If you use the code in this repository for your work, please cite the paper:

@article{ozeryinformation,
  title={Information-Based Heavy Hitters for Real-Time DNS Data Exfiltration Detection},
  author={Ozery, Yarin and Nadler, Asaf and Shabtai, Asaf}
}

Repository Description

  • WeightedHyperLogLog - contains implementation of HyperLogLog, adapted for the task of weighted cardinality estimation.
  • data - contains datasets needed to run this code
    • allow_lists
      • global_allow_list.csv - global popularity-based allow-list (You need to provide this).
      • pt.csv - peace time allow list (generated by the code).
    • dataset.csv - The original dataset. Provided by you. Notice that the code assumes the Ziza et al. dataset. The following two columns are expected:
      • timestamp - the timestamp of the DNS request (Unix time, milliseconds).
      • request - the DNS request itself.
  • config.py - contains configuration values.
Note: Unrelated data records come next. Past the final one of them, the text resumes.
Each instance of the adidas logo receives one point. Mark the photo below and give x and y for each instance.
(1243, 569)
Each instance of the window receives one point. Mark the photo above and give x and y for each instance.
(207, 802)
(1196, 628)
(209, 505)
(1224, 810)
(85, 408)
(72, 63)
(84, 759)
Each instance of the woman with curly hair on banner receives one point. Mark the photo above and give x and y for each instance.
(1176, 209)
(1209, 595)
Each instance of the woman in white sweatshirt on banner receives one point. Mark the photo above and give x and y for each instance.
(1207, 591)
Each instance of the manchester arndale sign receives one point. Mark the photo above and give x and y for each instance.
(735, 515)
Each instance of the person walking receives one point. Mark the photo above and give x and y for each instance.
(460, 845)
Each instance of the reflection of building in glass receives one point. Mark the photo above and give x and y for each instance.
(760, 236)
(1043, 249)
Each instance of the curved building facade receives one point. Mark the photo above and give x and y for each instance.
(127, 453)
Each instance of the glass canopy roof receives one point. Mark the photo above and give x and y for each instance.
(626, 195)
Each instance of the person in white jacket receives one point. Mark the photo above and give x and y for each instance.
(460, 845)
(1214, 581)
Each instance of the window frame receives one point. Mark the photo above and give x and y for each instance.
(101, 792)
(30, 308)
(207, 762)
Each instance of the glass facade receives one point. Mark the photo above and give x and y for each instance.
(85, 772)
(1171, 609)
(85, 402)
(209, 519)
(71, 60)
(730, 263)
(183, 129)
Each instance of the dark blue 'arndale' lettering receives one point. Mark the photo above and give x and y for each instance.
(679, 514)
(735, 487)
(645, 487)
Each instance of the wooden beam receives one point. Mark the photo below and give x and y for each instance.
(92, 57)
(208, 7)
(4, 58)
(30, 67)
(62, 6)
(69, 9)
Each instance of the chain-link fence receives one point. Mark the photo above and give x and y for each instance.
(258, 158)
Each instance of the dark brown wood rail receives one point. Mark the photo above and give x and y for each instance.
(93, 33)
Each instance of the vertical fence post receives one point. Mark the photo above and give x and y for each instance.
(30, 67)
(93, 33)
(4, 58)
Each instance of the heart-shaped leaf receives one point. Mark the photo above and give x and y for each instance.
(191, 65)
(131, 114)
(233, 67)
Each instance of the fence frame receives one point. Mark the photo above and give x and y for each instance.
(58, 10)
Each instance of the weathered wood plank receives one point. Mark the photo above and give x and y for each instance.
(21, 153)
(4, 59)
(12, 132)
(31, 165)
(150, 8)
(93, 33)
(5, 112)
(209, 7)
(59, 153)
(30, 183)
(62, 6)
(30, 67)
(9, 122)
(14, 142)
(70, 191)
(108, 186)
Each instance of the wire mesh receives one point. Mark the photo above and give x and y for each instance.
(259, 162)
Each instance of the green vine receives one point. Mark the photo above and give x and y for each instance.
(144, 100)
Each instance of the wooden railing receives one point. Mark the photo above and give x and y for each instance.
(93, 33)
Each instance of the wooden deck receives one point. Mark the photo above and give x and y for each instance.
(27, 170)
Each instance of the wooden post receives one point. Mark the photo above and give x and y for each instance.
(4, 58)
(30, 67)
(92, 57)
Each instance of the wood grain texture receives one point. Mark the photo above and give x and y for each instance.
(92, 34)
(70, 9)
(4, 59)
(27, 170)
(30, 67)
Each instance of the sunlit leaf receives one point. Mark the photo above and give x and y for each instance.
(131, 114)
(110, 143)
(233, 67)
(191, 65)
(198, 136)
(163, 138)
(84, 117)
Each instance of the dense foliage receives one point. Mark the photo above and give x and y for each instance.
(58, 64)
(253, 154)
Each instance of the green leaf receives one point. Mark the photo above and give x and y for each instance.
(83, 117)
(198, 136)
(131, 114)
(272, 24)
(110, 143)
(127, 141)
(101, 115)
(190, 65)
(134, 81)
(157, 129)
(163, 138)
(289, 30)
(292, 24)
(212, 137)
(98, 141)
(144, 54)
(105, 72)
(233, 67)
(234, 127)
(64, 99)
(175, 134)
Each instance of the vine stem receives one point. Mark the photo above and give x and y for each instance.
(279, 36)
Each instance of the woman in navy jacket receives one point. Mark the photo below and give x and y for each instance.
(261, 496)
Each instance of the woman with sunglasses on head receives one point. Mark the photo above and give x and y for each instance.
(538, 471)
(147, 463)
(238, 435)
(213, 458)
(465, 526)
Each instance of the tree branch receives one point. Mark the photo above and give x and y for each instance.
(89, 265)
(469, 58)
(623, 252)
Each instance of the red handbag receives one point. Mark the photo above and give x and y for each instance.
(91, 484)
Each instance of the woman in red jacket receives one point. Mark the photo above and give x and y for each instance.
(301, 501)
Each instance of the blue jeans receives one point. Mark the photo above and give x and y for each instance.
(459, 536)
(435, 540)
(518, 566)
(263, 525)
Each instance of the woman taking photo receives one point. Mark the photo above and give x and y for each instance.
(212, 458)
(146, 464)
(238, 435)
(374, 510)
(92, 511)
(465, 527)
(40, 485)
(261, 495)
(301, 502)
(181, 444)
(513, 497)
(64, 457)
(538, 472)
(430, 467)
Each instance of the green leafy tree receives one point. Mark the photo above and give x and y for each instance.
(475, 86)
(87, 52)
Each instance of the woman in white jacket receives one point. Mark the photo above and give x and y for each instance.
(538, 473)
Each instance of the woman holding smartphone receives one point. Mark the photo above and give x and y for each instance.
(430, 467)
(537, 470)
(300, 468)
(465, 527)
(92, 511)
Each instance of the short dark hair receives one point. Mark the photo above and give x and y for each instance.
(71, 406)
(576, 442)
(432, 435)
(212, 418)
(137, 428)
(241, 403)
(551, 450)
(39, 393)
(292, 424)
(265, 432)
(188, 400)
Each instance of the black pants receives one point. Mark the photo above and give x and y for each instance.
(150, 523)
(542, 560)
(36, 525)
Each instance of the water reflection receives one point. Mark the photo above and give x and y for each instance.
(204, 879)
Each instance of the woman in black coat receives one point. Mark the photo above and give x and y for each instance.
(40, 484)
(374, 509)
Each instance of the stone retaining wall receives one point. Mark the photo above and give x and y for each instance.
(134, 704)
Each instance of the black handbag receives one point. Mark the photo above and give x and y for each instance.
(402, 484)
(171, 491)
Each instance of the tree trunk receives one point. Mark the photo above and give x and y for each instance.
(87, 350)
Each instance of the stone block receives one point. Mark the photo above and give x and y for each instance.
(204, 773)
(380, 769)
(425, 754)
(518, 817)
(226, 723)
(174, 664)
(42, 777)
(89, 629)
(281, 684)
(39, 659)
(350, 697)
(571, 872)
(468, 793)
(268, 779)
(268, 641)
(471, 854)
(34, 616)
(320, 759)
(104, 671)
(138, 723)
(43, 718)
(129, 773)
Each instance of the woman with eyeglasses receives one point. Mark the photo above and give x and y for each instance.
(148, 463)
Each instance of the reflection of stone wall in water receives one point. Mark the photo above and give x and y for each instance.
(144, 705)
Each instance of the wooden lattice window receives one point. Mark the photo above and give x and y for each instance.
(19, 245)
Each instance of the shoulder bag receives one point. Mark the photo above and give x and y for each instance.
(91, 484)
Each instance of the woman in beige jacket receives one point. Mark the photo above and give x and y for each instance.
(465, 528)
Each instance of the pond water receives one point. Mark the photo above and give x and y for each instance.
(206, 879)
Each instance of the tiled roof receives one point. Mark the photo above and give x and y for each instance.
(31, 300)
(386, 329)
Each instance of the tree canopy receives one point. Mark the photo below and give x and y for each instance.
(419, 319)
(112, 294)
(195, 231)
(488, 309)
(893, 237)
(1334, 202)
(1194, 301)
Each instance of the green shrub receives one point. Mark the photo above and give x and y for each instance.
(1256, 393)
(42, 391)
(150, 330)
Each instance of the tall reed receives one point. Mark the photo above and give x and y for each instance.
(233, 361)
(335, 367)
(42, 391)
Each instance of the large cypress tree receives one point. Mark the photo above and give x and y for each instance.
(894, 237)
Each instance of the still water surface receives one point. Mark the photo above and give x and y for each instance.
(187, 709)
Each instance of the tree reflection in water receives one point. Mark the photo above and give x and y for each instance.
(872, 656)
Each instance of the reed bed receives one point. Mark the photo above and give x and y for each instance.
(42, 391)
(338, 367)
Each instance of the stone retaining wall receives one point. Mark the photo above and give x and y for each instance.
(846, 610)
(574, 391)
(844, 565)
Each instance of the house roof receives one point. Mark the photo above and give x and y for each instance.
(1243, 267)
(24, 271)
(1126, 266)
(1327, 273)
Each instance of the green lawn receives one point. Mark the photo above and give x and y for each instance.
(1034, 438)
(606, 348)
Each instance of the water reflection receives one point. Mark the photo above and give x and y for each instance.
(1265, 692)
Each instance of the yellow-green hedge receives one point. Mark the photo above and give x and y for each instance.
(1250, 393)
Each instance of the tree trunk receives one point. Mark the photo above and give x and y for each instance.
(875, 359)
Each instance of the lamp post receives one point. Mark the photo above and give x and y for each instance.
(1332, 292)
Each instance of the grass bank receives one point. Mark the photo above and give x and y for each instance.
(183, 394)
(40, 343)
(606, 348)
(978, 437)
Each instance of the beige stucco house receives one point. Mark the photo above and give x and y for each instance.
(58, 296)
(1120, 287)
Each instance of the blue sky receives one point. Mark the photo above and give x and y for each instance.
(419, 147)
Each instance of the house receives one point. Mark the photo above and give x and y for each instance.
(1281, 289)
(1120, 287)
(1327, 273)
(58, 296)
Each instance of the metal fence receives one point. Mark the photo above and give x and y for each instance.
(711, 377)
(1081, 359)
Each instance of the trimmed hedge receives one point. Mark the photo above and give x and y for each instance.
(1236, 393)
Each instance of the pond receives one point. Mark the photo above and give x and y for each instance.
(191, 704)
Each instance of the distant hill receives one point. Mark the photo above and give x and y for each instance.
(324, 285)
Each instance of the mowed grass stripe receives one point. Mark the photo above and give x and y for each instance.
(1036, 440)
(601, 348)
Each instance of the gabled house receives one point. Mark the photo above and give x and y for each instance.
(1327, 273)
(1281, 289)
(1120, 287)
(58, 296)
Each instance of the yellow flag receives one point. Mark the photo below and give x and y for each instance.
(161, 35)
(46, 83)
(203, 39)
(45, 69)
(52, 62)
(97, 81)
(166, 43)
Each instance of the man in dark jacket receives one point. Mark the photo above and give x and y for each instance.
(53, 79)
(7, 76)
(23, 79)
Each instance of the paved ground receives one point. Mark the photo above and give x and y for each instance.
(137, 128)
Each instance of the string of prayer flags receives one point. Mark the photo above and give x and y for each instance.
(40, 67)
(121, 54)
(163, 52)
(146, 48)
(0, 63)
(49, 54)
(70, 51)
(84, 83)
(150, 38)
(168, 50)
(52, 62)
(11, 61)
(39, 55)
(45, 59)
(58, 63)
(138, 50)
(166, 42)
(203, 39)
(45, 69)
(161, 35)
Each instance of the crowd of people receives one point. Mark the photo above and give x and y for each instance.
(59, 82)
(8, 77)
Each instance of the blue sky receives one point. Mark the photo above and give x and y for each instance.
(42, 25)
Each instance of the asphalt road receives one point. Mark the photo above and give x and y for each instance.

Notice that some are left emtpy and need to be filled before running the code.
  • preprocess_dataset.py - preprocess the dataset (keeps only the columns we are interested at).
  • split_dataset.py - splits the dataset into threshold tuning dataset ("training"), peace-time generation dataset and wartime ("test") dataset.
  • main_tune.py - tunes the detection threshold, based on the acceptable FPR value.
    • The following file is generated by this:
    • detection_threshold.txt - The detection threshold to obtain the appropriate acceptable FPR.
  • main_pt.py - generates PT allow-list.
  • main_wt.py - runs the ibHH in WT (enforcing) mode, includes allow-listing based on global allow-list and the PT allow-list.

Instructions

Notice: these instructions assume you have DNS queries dataset. Code has been tested on Ubuntu Linux and MacOS, with Python 3.10 and 3.11

  1. Install the requirements: pip install requirements.txt
  2. Install the ibHH package: cd WeightedHyperLogLog && pip install . && cd ..
  3. Preprocess the dataset (required for the Ziza et al. dataset, but might be optional for other datasets): python3 split_dataset.py
  4. Split the dataset into tune (threshold tuning), pt generation and wt (test): python3 main_tune.py
  5. Tune the ibHH threshold: python3 main_tune.py
  6. Generate peacetime allow-list: python3 main_pt.py
  7. Run the ibHH in wartime mode: python3 main_wt.py